Computational Metagenomics
Thanks to modern sequencing technologies, huge amounts of DNA data can now be generated in a single experiment, making it possible to reconstruct genes and even entire genomes from environmental samples.
High-throughput sequencing in metagenomics
High-throughput sequencing plays a central role in metagenomics as it enables the analysis of microorganisms in a community without the need to isolate or culture them. In the past, the focus was on analyzing marker genes (e.g. 16S rDNA) to determine the composition of microbiomes and to observe changes over time or at different locations.
Challenges in genome reconstruction
New sequencing technologies make it possible to capture the functional potential of a microbial community. However, this requires a large amount of data and extensive computing power to assemble longer genome segments (contigs) from billions of smaller pieces of sequence. The complete reconstruction of the genomes of all members of a community down to species or subspecies level remains difficult. Often only fragments (contigs) can be reconstructed whose exact assignment to an organism remains unclear. Especially in the case of very similar genomes, the current computer-aided methods for grouping (binning) fail. Despite these hurdles, metagenome studies are successful in identifying important genes and genomes.
Integration of omics technologies
By combining omics technologies, a deeper understanding of microbial communities can be gained. Metatranscriptome studies provide insights into the gene expression patterns of microbes. However, improved computational methods are still needed to compare the transcription rates of multiple organisms, as current algorithms are limited to single genomes.

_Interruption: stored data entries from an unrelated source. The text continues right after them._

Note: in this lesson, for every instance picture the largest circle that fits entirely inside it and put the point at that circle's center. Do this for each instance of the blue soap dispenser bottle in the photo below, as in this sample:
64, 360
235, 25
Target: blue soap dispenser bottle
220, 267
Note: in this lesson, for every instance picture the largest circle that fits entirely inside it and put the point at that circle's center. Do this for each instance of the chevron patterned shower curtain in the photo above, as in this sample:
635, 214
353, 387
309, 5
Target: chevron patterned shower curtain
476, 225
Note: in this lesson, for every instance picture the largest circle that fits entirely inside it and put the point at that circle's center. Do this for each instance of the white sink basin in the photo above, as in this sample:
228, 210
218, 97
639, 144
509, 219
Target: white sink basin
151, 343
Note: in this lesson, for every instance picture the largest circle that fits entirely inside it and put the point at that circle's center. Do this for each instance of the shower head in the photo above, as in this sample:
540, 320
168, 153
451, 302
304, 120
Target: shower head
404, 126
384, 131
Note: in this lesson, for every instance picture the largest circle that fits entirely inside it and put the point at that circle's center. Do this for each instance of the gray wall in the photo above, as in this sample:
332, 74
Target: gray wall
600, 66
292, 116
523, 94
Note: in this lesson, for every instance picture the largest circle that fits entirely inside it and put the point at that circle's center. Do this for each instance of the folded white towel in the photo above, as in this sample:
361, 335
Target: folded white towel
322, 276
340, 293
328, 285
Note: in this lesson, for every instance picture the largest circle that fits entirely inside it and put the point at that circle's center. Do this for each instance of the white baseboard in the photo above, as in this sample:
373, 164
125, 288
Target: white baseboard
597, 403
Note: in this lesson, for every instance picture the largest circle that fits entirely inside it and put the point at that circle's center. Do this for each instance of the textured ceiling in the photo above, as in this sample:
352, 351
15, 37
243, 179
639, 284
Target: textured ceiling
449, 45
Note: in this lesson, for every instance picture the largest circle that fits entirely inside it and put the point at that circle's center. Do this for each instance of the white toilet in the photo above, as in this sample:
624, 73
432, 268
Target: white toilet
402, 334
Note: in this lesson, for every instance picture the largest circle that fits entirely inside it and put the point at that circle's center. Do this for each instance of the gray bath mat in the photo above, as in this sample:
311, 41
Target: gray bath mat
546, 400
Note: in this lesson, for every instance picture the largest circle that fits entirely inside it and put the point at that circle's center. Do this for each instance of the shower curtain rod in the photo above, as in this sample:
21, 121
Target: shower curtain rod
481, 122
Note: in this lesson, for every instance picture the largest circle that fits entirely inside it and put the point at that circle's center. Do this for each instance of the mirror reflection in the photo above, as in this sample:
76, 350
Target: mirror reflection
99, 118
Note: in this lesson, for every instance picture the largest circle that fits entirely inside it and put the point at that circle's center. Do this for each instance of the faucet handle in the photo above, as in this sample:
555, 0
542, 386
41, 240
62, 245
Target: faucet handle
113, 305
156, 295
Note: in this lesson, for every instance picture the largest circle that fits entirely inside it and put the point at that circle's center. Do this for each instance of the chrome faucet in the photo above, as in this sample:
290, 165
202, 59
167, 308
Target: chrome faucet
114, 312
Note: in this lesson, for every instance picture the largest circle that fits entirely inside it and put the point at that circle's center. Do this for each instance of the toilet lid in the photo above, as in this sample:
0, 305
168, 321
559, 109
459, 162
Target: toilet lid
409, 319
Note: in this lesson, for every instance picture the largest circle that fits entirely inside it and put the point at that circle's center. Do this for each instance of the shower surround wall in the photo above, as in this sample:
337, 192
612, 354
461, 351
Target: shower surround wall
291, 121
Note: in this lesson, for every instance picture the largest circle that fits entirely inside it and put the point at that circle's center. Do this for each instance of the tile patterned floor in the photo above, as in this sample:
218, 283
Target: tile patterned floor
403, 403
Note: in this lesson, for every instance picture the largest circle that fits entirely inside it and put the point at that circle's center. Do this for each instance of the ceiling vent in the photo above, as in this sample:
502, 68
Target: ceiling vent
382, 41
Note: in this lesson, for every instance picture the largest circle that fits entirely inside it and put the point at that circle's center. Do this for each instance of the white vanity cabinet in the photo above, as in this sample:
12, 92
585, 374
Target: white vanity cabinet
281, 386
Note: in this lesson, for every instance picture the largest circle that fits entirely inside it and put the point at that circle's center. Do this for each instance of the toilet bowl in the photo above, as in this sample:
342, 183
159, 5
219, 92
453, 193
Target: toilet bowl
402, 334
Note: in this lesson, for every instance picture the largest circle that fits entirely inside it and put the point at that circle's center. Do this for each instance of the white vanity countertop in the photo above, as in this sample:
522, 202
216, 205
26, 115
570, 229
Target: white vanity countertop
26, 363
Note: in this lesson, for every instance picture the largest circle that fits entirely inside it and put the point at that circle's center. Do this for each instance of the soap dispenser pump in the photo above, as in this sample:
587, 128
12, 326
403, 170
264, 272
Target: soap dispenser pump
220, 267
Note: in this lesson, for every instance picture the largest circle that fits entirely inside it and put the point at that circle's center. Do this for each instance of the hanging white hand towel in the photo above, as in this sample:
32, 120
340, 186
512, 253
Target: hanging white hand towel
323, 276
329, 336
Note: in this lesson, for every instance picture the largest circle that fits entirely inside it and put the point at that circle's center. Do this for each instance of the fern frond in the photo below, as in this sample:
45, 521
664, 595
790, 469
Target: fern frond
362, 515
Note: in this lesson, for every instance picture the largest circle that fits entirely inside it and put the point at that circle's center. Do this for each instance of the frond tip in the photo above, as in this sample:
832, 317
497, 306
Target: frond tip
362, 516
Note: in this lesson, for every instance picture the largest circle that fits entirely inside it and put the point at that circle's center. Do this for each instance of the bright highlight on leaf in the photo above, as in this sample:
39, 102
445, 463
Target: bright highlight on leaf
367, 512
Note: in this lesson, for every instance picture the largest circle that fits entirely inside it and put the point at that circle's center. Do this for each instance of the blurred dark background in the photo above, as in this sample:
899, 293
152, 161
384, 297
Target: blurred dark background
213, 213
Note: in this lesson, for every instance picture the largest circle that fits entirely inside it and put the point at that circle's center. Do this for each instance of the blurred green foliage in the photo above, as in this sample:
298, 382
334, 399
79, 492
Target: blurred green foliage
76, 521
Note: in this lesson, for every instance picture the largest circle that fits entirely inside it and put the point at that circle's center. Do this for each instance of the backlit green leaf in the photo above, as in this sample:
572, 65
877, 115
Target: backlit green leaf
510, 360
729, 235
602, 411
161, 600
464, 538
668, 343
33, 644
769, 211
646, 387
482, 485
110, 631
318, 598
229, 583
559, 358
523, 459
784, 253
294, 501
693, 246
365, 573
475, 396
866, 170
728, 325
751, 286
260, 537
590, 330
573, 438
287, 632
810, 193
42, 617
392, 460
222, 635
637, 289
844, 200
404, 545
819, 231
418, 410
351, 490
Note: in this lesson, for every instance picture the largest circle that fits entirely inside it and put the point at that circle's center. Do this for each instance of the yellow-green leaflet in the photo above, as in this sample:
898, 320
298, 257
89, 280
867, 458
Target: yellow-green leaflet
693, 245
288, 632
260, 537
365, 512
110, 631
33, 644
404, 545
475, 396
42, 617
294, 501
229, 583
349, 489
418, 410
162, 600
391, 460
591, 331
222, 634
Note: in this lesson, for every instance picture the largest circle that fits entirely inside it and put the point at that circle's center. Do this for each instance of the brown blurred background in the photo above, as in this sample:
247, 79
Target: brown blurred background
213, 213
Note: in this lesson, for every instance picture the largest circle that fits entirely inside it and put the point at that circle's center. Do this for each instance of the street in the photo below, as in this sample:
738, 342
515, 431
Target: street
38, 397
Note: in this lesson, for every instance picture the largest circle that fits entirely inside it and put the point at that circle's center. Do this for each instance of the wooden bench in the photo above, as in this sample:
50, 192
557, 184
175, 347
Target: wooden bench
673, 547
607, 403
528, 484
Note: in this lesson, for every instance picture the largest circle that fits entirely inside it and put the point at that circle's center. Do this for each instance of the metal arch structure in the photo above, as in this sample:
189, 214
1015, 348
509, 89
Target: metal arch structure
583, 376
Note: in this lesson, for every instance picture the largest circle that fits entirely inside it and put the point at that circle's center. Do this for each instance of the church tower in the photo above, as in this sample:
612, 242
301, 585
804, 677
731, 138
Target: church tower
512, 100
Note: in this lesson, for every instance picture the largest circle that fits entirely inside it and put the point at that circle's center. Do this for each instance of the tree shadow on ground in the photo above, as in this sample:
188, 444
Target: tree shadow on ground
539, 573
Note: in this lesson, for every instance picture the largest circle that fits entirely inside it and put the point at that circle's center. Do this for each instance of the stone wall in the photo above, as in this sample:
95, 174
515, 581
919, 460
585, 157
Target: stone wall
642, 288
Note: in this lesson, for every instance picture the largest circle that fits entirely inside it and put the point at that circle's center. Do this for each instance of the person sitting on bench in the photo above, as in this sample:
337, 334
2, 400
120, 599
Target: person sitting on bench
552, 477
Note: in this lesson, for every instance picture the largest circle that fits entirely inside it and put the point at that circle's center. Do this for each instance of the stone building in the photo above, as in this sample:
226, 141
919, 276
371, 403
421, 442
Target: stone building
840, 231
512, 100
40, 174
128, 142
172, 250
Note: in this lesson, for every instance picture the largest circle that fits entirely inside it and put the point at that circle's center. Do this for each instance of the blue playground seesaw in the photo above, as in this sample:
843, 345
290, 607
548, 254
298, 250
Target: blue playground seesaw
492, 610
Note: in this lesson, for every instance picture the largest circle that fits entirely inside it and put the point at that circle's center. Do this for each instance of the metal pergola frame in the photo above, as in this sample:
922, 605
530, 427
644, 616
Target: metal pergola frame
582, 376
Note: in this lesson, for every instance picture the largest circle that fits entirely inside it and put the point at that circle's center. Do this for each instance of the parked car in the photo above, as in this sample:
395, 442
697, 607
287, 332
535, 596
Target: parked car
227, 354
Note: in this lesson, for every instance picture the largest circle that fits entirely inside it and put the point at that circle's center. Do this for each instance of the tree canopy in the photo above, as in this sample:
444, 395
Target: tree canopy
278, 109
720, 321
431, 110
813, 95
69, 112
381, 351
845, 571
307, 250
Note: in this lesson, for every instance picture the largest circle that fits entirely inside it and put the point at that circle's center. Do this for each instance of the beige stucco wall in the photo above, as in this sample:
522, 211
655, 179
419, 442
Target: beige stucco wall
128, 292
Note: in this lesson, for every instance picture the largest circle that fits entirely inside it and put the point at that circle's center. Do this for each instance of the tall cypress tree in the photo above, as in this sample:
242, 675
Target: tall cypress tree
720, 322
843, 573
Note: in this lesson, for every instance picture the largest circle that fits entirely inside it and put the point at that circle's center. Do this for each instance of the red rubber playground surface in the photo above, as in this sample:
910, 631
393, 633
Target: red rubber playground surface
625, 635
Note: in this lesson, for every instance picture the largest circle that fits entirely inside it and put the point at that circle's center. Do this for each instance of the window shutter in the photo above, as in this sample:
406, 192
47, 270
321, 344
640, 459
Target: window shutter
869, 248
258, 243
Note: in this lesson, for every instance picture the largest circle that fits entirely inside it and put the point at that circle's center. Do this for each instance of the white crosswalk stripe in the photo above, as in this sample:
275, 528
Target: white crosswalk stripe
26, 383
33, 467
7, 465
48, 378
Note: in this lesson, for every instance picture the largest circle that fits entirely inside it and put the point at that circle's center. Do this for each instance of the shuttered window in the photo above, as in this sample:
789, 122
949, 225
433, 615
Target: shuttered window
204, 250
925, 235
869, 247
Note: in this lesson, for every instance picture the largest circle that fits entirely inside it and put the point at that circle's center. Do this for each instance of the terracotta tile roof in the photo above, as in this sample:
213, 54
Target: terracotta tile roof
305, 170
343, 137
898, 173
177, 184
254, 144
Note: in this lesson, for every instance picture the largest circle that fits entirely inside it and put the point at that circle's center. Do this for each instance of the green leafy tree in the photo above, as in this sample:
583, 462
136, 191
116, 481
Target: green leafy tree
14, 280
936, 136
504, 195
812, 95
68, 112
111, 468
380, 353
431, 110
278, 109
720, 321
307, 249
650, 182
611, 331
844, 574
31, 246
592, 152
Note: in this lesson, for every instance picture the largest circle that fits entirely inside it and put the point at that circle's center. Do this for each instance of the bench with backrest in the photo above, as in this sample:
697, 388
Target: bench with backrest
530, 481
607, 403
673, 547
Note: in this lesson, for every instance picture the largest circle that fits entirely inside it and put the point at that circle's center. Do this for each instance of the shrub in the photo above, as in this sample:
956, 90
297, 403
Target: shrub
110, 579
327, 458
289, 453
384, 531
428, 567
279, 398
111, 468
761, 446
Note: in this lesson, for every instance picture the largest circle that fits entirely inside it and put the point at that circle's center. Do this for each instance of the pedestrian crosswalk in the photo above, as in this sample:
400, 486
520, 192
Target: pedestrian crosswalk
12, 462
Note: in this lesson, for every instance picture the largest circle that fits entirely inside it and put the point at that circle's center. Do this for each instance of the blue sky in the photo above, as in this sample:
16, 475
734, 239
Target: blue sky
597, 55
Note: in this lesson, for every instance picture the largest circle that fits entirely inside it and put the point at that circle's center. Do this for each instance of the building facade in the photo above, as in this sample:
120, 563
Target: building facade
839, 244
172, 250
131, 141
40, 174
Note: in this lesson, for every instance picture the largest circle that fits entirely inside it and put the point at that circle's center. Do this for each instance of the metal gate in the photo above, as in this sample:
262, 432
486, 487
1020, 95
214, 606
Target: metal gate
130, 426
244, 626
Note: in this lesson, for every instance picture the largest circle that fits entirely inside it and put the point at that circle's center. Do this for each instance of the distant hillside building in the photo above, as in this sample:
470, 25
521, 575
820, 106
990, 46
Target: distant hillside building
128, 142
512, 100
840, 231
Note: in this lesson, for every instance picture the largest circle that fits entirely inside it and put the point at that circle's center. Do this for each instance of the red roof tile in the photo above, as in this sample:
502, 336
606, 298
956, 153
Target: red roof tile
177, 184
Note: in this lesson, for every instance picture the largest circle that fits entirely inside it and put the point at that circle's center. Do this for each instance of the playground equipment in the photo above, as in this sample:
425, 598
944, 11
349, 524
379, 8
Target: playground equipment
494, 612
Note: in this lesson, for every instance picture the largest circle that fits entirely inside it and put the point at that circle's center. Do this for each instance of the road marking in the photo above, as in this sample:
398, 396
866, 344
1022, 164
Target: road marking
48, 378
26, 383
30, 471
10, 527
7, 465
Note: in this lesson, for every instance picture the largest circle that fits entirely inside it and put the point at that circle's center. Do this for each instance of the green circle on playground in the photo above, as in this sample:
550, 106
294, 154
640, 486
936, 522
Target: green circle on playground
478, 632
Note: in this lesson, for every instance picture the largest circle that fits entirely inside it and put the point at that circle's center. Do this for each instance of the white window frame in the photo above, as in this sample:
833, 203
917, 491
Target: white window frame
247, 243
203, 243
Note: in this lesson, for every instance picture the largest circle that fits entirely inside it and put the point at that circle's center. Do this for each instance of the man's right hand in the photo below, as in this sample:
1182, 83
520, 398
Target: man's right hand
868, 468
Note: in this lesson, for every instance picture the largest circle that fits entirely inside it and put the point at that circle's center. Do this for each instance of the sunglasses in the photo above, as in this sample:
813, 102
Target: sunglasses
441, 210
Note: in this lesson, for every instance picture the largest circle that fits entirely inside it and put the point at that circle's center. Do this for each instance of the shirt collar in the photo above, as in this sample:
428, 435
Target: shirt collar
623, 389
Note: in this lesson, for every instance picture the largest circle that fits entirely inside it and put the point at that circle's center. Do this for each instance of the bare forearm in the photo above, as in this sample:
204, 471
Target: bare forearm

Cloud-based analysis and web integration
Our research group develops cloud-based analysis workflows based on modular, containerized applications. The results are integrated into web-based systems to facilitate analysis for our biological project partners. NoSQL databases are used to efficiently store large amounts of data, while the Spark framework supports comparative analysis of thousands of published metagenome datasets. Fast access is provided via HTML5 web applications, as used in search engines.
New approaches to metagenome assembly
Despite the progress in assembling complex metagenomes, such as the bovine pancreas, there is still a need for specialized assemblers for metagenome data. Existing short-read assemblers have been developed for isolated genomes, whereas metagenome datasets pose new assembly challenges. Our group is therefore working on new tools and strategies to improve metagenome assembly.